Author: Ronni L. Gordon
Publisher: McGraw Hill Professional
Published: 2015-09-04
Total Pages: 482
ISBN-13: 0071847596
DOWNLOAD EBOOKBetter than ever! The bestselling intermediate-level workbook has been expanded into a comprehensive, dynamic digital/print study tool Founded on the principle that strong grammar skills are necessary for foreign language mastery, The Ultimate Spanish Review and Practice explains and illustrates important grammar concepts with lively sentence examples, and it provides 400 engaging exercises that are contextualized, with scene-setting instructions in Spanish.

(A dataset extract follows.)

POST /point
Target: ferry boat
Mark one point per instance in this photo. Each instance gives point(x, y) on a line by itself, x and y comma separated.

This new, premium edition replaces the old CD-ROM with an array of digital content in the Ultimate App (iOS, Android, desktop) that accompanies the book: Pre-test for identifying existing strengths and weaknesses More than 120 multiple choice and drag-and-drop exercises for extended review Post-test for assessing progress Flashcards for all vocabulary lists, with progress-tracking Extensive audio exercises to test listening comprehension Record/Replay function to comparing pronunciation to that of native speakers
Author: Jonathan Brown
Publisher: Yale University Press
Published: 1998-01-01
Total Pages: 326
ISBN-13: 9780300064742
DOWNLOAD EBOOKEl Greco, Ribera, Velázquez, Murillo--these are but a few of the great sixteenth- and seventeenth-century artists of Spain's golden age of painting. In this authoritative and handsome book, an enlarged, extended, and revised version of his Golden Age of Painting in Spain, eminent Spanish art scholar Jonathan Brown surveys the development of painting in Spain during this fascinating period. Focusing on the interaction between art and the socioeconomic and political conditions that prevailed in Spain's golden age, this book offers information about religious beliefs, social attitudes, the activities of patrons and collectors, and how these were absorbed and interpreted by painters. The author sets the history of Spanish paintings within a European context and explores Spain's contact with artistic centers in Italy and the Netherlands. He discusses not only Spanish artists but also such non-Spanish painters as Titian, Ruben, and Luca Giordano, who either worked in Spain or influenced other artists there. Brown also examines the collections of foreign paintings that Spanish noblemen and prelates assembled and how these collections affected the production of art and the social status of the Spanish artist. In this up-to-date and innovative analysis of two hundred years of Spanish painting, Brown describes a country that brilliantly transformed the artistic impulses it received from abroad to fit the needs of its own society.
Author: Simon Varey
Publisher: Stanford University Press
Published: 2000
Total Pages: 260
ISBN-13: 9780804739641
DOWNLOAD EBOOKThis collection of essays by historians, historians of science and medicine, and literary and textual scholars from several countries analyzes the achievements of Dr. Francisco Hernández (1515-87), author of the monumental The Natural History of New Spain, in the history of medicine and science in Europe and the Americas.